Find the hypotenuse of a right-angled triangle if 1 of the legs and its projection onto the hypotenuse is 4 cm and 2 cm.
The projection of the BC leg onto the AC hypotenuse is the CH segment, the length of which is 2 cm.
The first way.
The BCH triangle is rectangular, then, according to the Pythagorean theorem, we determine the length of the BH leg.

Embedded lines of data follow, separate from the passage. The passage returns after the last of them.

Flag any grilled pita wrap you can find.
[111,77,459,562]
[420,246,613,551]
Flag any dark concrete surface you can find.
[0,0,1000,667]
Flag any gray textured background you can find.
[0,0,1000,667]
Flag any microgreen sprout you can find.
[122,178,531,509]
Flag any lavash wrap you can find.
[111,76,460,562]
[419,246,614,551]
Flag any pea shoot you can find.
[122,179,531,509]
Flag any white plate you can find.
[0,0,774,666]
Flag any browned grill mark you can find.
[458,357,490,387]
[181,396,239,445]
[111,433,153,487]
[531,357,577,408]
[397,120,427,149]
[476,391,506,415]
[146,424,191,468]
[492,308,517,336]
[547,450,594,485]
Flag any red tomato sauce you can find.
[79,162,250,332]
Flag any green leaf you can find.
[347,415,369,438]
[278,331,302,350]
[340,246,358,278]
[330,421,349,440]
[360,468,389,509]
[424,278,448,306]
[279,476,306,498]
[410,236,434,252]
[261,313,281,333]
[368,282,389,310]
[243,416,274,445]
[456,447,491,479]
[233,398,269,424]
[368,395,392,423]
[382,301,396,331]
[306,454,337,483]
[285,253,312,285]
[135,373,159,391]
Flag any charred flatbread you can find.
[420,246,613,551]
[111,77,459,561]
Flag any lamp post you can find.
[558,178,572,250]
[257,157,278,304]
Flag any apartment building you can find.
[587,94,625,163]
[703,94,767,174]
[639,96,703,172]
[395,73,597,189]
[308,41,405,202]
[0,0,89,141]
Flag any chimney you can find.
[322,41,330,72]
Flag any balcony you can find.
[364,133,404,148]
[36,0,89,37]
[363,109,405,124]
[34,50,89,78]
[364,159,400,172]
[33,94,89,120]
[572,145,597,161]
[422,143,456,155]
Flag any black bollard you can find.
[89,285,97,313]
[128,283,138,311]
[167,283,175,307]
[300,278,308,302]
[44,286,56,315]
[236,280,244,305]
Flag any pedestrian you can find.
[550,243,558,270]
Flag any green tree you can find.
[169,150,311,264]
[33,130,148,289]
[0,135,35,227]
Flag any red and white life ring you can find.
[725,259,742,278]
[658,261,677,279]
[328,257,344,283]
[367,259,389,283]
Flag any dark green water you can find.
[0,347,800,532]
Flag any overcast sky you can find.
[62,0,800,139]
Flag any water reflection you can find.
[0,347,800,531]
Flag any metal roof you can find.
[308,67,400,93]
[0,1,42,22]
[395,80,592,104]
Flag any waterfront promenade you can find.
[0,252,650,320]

BH ^ 2 = BC ^ 2 – CH ^ 2 = 16 – 4 = 12.
BH = 2 * √3 cm.
In a right-angled triangle ABC, the BH segment is the height drawn from the vertex of the right angle to the hypotenuse, then BH2 = AH * CH.
12 = AH * 2.
AH = 12/2 = 6 cm, then AC = AH + CH = 6 + 2 = 8 cm.
Second way.
In a right-angled triangle ВСН, the length of the СН leg is half the hypotenuse BC, then the angle СНН = 30. The angle ВСН = 90 – 30 = 60.
Then the angle BAC = 90 – 60 = 30.
The BC leg lies against an angle of 30, then AC = 2 * BC = 2 * 4 = 8 cm.
Answer: The length of the hypotenuse is 8 cm.